Budaya pertunangan ini ada yang sukses sampai ke jenjang tali perkawinan, namun ada juga yang kandas ditengah jalan tanpa membuahkan hasil yang mereka idam-idamkan dan tak jarang malah menimbulkan sengketa antar keluarga, sudah menjadi rahasia umum pertunangan yang batal adalah ajang percorengan reputasi.[5]
Banyak pihak yang mengatakan bahwa pertunangan banyak nilai positifnya karena  acara ini tujuanya adalah untuk memyatukan kedua belah pihak baik dari segi calon suami istri ataupun dari dua keluarga besar. Akan tetapi ada juga nilai negatifnya karena kebanyakan tunangan kandas ditengah jalan.
F.     Hukum Pertunangan (khithbah)
Mayoritas ulama’ mengatakan bahwa tunangan hukumnya mubah, sebab tunangan ibarat janji dari kedua mempelai untuk menjalin hidup bersama dalam ikatan keluarga yang harmonis. Tunangan bukan hakekat dari perkawinan melainkan langkah awal menuju tali perkawinan. Namun sebagian ulama’ cenderung bahwa tunangan itu hukumnya sunah dengan alasan akad nikah adalah akad luar biasa bukan seperti akad-akad yang lain sehingga sebelumnya disunahkan khitbah sebagai periode penyesuaian kedua mempelai dan masa persiapan untuk menuju mahligai rumah tanggapun akan lebih mantap.[6]

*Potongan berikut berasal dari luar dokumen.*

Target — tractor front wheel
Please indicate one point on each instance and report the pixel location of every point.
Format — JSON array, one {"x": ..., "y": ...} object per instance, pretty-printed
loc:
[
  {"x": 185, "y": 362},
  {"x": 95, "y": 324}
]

Disamping itu, kebolehan pertunangan ini sudah dijelaskan sesuai dengan hadis Fatimah binti Qais r. a., pada waktu itu Fatimah bercerita kepada nabi SAW bahwa dia telah dilamar dua orang laki- laki. Dari sini kita dapat  menyimpulkan bahwa pertunangan adalah sudah ada  dan diperbolehkan. 
Bab  II
A.    Konsep Perundang-Undangan Mahar
1.      Di Indonesia
Di Indonesia perundanga-undangan tentang mahar di atur dalam undang-undang perkawinan pada bab ke 1 (ketentuan umum) pasal 1d, dan bab ke V tentang mahar pasal 30-38.  Dalam kompilasi hukum islam di jelaskan, mahar adalah pemberian dari calon mempelai pria kepada caln mempelai wanita, baik berbentuk barang, uang atau jasa yang tidak bertentangan dengan hukum islam.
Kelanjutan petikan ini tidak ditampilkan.